Friday, November 25, 2011 | Nordische Gäste beim UHCS
Den UHC Sarganserland haben diese Woche vier schwedische Unihockeyspieler beehrt. Ein Schulprojekt und die Neugier aufs Schweizer Unihockey liess die vier jungen Schweden zum UHCS-Coach Patrik Davidsson kommen.

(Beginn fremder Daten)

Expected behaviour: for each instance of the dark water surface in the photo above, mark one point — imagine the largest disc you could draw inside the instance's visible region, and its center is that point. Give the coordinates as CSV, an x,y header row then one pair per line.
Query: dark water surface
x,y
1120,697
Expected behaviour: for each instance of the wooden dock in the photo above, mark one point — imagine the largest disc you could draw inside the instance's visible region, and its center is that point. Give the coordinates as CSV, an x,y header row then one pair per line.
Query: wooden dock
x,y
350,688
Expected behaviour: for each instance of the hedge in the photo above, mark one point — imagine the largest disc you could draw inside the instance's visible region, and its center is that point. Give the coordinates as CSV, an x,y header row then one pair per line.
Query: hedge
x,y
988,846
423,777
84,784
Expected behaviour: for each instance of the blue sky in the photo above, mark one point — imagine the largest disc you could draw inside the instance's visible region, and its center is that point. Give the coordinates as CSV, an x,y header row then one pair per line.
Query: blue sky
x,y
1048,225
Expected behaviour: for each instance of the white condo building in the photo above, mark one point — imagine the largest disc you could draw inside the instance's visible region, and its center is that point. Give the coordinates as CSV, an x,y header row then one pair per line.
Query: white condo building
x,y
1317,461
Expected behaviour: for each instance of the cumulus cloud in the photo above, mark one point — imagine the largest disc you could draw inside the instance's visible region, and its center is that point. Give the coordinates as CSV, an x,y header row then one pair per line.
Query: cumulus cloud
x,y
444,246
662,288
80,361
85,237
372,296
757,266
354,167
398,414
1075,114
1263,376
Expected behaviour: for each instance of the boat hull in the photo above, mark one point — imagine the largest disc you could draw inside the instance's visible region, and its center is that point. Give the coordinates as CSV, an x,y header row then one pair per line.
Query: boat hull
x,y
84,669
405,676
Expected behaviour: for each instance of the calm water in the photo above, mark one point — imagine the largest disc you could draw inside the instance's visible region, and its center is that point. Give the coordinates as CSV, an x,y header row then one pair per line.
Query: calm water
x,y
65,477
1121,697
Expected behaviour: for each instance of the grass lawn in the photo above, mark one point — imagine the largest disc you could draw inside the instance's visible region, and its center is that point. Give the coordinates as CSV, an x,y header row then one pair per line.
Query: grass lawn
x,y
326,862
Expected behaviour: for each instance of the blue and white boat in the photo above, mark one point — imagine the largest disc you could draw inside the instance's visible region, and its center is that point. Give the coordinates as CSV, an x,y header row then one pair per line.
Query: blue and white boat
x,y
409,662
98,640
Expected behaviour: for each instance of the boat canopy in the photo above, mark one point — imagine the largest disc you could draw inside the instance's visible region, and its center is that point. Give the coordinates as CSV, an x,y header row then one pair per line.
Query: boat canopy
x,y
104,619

(rvo) - «Det talas på svenska» - es wurde schwedisch gesprochen diese Woche im Training des UHC Sarganserland. Nein, die grosse Importwelle aus dem Norden ist nach den durchzogenen Resultaten in dieser Saison beim NLB-Unihockeyverein nicht ausgebrochen. Vier junge Spieler aus dem Mutterland des Unihockeys, respektive Innebandy wie der Sport in Schweden heisst, waren diese Woche zu Gast im Sarganserland. Simon Palmén, Markus Lindgjerdet, Hamus Westholm und Linus Westholm kamen auf Einladung des schwedischen UHCS-Trainers Patrik Davidsson. Der Grund für den Besuch war ein Schulprojekt. «Wir wollten die Unterschiede in wirtschaftlichen und organisatorischen Belangen zwischen Unihockeyvereinen in Schweden und der Schweiz zu untersuchen», erzählt Palmén über den Hintergrund des Besuches. Alle vier besuchen in Örebro - rund eine Stunde südlich von Stockholm gelegen - ein Sportgymnasium mit dem Schwerpunktfach Unihockey.
Die UHCS-Akteure gefordert
Neben den Verantwortlichen des UHCS wurden dazu auch diverse andere Unihockey-Vereine befragt. Selbstverständlich kam auch der Sport nicht zu kurz. «Wir haben am Wochenende ein Spiel und mussten unseren Trainern in Schweden versprechen, dass wir fit bleiben», so Linus Westholm lachend. In den Trainings der NLB-Mannschaft des UHCS gab das schwedische Kleeblatt ein Müsterchen seines Könnens ab. Teilweise spielten sie die Sarganserländer Akteure schwindlig. UHCS-Center Jim Giger kam in den Genuss mit den vier Schweden im Block zu spielen. «Eine ganz neue Erfahrung», sagte Giger schmunzelnd. Besonders Stürmer Palmén stach ins Auge. Im September wurde er für die U19-Nationalmannschaft Schwedens berufen.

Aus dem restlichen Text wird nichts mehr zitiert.